In the short space of a few weeks, our world has changed. We have had to alter fundamentally the way we live, our engagement in the world, our working practices and our social interactions.
All of us, in one way or another, are experiencing a varying range of emotions, from stress and anxiety to loneliness and vulnerability. However, there are psychological tools and tips that are worth our harnessing, which may just help us to navigate our way through this time of crisis more calmly and effectively.
The concept of psychological capital grew out of the field of positive psychology and organisational behaviour over the past decade. It relates to the psychological resources we have all developed, over our lifetimes, from experience and wisdom, that enable us to function, to remain responsive and resourceful, to find positivity, and to adapt in times of hardship. This is particularly pertinent now, when we are experiencing everything from cognitive dissonance to financial pressure, doubt and disorientation to loss of control, during these extraordinary and worrying times. Accessing the fortitude we require to navigate a deep and widespread crisis of this nature requires a level of calm and resilience that is exceptional in most of our lifetimes.
Psychological capital comprises four elements, which we can work on separately or together, and which – sometimes surprisingly – can lift mood and build our capacity to withstand stress and pressure. They are easy to remember, and to draw on, using the HERO acronym - Hope, Efficacy, Resilience, and Optimism:
- Create a ‘worry window’ of an hour or so a day, perhaps split into morning and evening, to stop the overwhelm of distressing and worrying news from around the world. This includes limiting our diet of news: turn off news notifications and choose the time you feel robust enough to read the coverage you want to read.
- Maintain a routine to each day, differentiating between weekday and weekend, and limiting unwanted distractions (social media, news feeds) during time carved out for home working.
- Distract yourself – without feeling bad about it.
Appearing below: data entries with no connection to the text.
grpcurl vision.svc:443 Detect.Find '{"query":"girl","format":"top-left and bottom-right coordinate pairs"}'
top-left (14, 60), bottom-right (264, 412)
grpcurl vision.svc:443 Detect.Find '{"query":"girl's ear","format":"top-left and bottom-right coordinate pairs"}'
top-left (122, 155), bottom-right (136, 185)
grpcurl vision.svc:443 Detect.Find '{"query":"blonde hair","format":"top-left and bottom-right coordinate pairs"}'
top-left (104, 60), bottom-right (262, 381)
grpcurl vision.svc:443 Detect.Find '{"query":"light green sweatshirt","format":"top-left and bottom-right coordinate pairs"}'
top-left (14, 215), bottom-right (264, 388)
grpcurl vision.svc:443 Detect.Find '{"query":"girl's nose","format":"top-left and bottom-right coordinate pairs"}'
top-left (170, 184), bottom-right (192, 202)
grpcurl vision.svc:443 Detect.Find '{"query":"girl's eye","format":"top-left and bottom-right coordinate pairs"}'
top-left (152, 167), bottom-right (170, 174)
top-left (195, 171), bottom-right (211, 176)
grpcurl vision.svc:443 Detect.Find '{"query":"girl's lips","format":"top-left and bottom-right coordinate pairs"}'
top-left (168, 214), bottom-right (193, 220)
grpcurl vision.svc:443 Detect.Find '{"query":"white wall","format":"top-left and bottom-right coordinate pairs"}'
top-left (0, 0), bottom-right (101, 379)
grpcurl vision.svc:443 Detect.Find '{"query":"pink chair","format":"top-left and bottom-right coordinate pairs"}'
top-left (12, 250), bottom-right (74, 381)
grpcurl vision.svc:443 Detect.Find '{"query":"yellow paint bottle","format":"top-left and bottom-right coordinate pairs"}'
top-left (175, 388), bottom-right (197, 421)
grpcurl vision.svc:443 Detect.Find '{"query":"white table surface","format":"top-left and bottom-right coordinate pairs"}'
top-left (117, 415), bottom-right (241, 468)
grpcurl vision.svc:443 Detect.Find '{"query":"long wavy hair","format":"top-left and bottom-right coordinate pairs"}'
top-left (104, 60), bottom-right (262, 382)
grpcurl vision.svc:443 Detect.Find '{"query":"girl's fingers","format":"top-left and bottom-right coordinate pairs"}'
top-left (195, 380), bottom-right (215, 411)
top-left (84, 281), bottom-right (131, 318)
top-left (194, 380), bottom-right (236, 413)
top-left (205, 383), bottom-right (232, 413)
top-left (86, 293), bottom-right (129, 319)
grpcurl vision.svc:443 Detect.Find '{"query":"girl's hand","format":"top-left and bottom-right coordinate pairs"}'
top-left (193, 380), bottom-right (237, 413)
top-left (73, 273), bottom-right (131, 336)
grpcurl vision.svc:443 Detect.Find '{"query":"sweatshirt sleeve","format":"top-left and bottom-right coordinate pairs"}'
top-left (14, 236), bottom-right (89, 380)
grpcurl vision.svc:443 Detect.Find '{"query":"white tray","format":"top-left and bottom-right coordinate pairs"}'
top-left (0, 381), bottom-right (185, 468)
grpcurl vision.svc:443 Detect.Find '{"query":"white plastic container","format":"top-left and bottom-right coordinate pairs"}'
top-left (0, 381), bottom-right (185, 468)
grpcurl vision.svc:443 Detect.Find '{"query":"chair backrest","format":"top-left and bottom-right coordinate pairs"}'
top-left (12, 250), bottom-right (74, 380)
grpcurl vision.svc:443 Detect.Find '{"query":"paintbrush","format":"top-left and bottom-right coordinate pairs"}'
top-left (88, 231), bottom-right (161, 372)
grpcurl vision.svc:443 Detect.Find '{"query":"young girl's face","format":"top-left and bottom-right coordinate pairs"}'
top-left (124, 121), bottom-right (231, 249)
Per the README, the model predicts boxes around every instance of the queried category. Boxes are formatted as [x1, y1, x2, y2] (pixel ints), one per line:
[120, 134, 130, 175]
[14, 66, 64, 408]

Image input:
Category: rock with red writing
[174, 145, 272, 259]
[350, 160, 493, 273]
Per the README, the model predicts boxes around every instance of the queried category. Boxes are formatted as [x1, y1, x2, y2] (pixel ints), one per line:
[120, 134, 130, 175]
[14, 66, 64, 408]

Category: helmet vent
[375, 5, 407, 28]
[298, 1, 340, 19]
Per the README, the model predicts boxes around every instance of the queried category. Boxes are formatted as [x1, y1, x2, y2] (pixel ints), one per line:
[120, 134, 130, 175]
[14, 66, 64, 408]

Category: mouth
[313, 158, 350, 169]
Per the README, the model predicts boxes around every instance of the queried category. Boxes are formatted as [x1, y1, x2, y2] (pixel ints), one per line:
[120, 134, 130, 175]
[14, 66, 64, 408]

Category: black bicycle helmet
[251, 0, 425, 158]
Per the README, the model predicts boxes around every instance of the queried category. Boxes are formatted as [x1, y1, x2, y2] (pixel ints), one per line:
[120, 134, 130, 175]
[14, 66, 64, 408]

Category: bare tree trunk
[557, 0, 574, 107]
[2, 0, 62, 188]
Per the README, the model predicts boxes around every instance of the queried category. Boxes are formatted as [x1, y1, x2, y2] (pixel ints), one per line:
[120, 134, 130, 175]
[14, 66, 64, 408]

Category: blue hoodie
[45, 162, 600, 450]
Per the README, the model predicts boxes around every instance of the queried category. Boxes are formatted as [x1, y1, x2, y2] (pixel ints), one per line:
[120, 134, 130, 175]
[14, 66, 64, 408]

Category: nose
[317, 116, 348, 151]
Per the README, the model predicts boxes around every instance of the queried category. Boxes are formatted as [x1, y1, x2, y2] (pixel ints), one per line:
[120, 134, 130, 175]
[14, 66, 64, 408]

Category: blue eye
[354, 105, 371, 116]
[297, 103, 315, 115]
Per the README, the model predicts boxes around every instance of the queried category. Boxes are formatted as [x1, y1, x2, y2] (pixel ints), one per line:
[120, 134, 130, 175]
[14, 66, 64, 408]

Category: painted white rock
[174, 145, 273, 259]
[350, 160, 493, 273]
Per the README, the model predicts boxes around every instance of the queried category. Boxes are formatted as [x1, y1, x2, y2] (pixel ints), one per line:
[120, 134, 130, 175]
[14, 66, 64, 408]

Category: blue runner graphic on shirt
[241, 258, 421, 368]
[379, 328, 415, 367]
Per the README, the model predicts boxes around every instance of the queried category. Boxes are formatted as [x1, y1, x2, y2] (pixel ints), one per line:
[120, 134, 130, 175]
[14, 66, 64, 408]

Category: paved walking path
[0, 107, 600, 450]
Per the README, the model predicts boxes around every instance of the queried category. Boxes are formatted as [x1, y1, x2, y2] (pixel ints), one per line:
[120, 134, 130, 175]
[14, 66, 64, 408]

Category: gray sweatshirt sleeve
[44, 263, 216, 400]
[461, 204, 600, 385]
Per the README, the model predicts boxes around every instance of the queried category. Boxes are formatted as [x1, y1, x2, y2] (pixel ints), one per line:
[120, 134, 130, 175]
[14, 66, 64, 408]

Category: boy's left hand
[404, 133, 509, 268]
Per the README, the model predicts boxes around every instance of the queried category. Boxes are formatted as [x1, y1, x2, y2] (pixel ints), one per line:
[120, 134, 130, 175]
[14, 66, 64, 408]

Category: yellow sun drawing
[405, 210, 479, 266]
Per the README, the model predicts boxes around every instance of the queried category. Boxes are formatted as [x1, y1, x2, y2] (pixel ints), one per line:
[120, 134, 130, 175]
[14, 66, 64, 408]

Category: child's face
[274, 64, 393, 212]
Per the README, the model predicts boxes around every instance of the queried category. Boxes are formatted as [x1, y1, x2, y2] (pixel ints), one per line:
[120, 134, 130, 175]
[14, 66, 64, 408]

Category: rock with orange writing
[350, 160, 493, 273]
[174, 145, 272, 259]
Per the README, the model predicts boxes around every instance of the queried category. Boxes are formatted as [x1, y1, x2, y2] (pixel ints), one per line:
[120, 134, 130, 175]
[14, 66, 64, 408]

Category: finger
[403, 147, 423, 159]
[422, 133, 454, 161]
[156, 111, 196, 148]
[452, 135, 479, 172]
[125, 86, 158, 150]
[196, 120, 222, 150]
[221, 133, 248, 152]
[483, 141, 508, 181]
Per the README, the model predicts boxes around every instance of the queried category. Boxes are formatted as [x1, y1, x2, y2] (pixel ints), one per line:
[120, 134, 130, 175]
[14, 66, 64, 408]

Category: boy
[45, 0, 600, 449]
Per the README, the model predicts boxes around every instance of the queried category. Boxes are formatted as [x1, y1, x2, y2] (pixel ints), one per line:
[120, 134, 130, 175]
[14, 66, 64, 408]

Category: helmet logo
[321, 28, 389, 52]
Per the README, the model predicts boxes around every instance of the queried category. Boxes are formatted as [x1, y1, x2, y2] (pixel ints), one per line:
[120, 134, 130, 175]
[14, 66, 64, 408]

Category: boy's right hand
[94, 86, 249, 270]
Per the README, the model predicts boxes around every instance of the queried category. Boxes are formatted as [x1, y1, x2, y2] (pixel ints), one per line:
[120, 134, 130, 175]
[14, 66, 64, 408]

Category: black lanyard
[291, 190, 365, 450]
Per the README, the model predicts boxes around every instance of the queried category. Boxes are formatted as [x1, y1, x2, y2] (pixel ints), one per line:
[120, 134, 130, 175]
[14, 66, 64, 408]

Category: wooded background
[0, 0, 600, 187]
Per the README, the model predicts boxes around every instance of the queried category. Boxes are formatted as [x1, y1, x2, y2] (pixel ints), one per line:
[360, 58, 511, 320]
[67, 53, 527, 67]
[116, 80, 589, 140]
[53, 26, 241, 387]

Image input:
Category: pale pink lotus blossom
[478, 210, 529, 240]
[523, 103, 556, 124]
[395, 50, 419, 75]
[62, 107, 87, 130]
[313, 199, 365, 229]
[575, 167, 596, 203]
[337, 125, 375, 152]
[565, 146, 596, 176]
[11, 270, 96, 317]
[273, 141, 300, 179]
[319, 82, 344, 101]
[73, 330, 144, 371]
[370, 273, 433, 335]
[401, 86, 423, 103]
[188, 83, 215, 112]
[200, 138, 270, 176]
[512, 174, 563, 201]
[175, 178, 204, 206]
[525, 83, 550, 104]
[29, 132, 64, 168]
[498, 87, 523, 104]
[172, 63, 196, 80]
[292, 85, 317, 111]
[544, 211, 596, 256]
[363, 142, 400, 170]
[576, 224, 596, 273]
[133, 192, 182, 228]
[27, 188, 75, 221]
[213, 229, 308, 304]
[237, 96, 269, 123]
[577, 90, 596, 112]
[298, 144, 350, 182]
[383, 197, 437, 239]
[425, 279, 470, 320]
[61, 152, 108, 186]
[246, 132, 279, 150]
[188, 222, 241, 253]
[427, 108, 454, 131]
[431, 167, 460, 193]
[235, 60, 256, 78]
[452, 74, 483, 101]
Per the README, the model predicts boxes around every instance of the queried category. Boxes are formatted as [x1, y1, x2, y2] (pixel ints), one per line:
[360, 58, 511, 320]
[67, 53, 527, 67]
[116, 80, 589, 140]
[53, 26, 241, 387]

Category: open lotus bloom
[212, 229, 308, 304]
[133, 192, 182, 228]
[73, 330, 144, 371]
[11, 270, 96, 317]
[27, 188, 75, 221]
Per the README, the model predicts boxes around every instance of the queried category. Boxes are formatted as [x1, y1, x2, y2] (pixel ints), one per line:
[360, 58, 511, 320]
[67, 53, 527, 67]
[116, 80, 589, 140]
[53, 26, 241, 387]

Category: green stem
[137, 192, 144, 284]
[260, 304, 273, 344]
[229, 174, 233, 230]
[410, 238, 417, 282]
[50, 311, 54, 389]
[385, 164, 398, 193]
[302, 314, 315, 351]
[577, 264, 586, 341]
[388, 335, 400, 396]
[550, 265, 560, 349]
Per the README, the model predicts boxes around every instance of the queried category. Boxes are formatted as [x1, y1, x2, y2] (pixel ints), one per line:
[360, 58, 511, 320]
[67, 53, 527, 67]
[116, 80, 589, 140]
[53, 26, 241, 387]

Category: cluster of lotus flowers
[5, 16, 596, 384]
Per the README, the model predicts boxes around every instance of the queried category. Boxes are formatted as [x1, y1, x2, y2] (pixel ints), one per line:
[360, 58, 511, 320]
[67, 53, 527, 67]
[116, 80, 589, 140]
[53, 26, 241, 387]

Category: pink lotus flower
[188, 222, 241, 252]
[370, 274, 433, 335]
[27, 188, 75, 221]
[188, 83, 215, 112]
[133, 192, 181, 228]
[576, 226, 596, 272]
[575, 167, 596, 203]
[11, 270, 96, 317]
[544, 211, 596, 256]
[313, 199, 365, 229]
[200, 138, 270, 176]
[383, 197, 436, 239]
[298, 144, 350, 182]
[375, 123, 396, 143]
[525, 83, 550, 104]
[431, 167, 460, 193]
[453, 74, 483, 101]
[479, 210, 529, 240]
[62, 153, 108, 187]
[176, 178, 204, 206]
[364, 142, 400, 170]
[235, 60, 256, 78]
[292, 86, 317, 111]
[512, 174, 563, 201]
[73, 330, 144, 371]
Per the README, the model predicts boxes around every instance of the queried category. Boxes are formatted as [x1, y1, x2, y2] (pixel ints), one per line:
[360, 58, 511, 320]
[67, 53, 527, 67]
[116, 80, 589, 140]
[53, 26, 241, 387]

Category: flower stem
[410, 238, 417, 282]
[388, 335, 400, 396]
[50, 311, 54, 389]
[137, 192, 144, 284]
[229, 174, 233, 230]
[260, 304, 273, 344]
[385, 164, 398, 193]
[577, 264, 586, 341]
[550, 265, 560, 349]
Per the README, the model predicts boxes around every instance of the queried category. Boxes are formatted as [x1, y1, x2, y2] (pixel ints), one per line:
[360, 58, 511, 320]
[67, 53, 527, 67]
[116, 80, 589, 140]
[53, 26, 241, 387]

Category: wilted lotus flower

It is important to allow ourselves the pleasure of total distraction from the worry and stress, and from work outside our remote working times, without feeling guilty about taking time off.
- Have good conversations. Try Zoom, or Google Hangouts, or FaceTime or other ways of properly speaking with colleagues, friends and family for non-work conversations. Share your own experiences and personal feelings about how this time is affecting you. Listen to others, and be compassionate.
- Do something for someone else. Reach out to people on their own or in difficulty. Look out for elderly neighbours and people in your community who may need help. Social media offers some ideas for local support networks. Small acts of kindness go a long way, and helping others builds self-esteem and positive emotions.
- Exercise – take care of body and health, making time for exercise in whatever way is possible, and for healthy eating.
- Seek out humour, even in these dark times. A trite observation perhaps, but humour boosts the spirit and lifts the mood. There is also some scientific evidence that humour and laughter may influence health and boost immune function.